22. The method as recited in claim 21 , characterized in that the tag's antenna is excited by the voltage, whose second amplitude (At) is automatically set to a highest value (Atmax) when the first amplitude (Ai) is below its reference value (Airef), and that the tag's antenna is excited by the voltage, whose second amplitude (At) is automatically set to a value, which is determined by an expression Atmax·Airef/Ai when the first amplitude (Ai) is above its reference value (Airef).

23. The method as recited in claim 22 , characterized in that the reference value (Airef) of the first amplitude (Ai) is determined as a twofold to fivefold of such minimum value (Aimin) of the first amplitude (Ai), which the interrogator's magnetic field induces in the tag's antenna at a lowest value, as required by the standard, of the magnetic field density at a position of the tag's antenna.

24. The method as recited in claim 1 , characterized in that the resonance frequency (fi) of the interrogator's antenna circuit equals 13.56 MHz.

25. The method as recited in claim 24 , characterized in that the length of duration of said high-frequency wave packets equals the length of duration, as required by the standard, of a load-modulation of antenna's impedance in passive smart tags.

26. A circuit intended for high-frequency communication between an interrogator and a smart tag a circuit of said smart tag being galvanically coupled with a voltage source and a received signal (rs) induced in a tag's antenna (A) being conducted to an input of a variable-gain amplifier (VGA) and an output of said variable-gain amplifier (VGA) being connected through a digitizer (Dig) or directly to a reference input of a phase-matched signal generator (PhMSG; PhMSG′) and the smart tag transmitting high-frequency radio wave packets, which are generated out of a phase-matched signal (ts′) from an output of the phase-matched signal generator (PhMSG; PhMSG′), characterized in that each time at the beginning of transmitting each said wave packet said phase matched signal (ts′), whose phase is a second phase (Φt) increased by 90°, gets phase-matched in the phase-matched signal generator (PhMSG; PhMSG′) with said received signal (rs), which an interrogator's high-frequency carrier signal induced in the tag's antenna (A) and whose phase as a first phase (Φi) is observed in said phase-matched signal generator (PhMSG; PhMSG′), so that the second phase (Φt) is shifted with respect to said observed first phase (Φi) by the same phase angle (ΔΦ) being determined by a relation ΔΦ=Φt−Φi, wherein the second phase (Φt) is a phase of a voltage exciting the tag's antenna (A) to transmit said high-frequency wave packets, that the output of the phase-matched signal generator (PhMSG; PhMSG′) is connected to the tag's antenna (A) through an output amplifier (OA) and a capacitor, which output amplifier sets an amplitude of the voltage across the tag's antenna (A) as a second amplitude (At) to form said high-frequency wave packets, and that, in order to form said high-frequency wave packets, the phase-matched signal generator (PhMSG; PhMSG′) and the output amplifier (OA) are controlled by a transmit-on signal (tos) defining the start and end of tag's transmitting.

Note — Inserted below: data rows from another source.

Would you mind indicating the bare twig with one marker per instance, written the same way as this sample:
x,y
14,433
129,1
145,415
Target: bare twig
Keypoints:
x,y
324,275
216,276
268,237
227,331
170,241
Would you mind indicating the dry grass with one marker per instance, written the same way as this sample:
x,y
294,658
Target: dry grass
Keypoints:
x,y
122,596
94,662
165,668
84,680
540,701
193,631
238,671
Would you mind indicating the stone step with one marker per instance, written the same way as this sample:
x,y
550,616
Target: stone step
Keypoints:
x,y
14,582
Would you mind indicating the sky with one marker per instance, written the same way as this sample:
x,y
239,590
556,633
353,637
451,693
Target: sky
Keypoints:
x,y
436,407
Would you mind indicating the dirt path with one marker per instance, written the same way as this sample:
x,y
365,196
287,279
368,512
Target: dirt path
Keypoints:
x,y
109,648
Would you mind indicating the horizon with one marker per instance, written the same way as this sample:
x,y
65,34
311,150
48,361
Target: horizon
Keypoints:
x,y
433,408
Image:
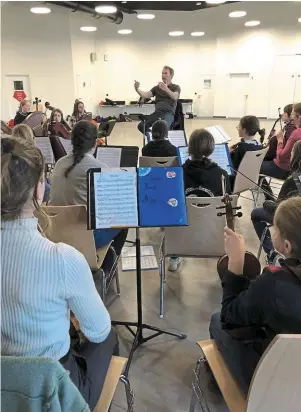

27. The circuit as recited in claim 26 , characterized in that a frequency (ft) of the radio waves in said tag's high-frequency wave packets is equal to a frequency (fi) of the interrogator's high-frequency carrier signal and that said phase angle (ΔΦ) is such that an amplitude of the voltage at an interrogator's antenna at the time when some of said wave packets influence this antenna always attains the largest attainable interference rise or the largest attainable interference drop.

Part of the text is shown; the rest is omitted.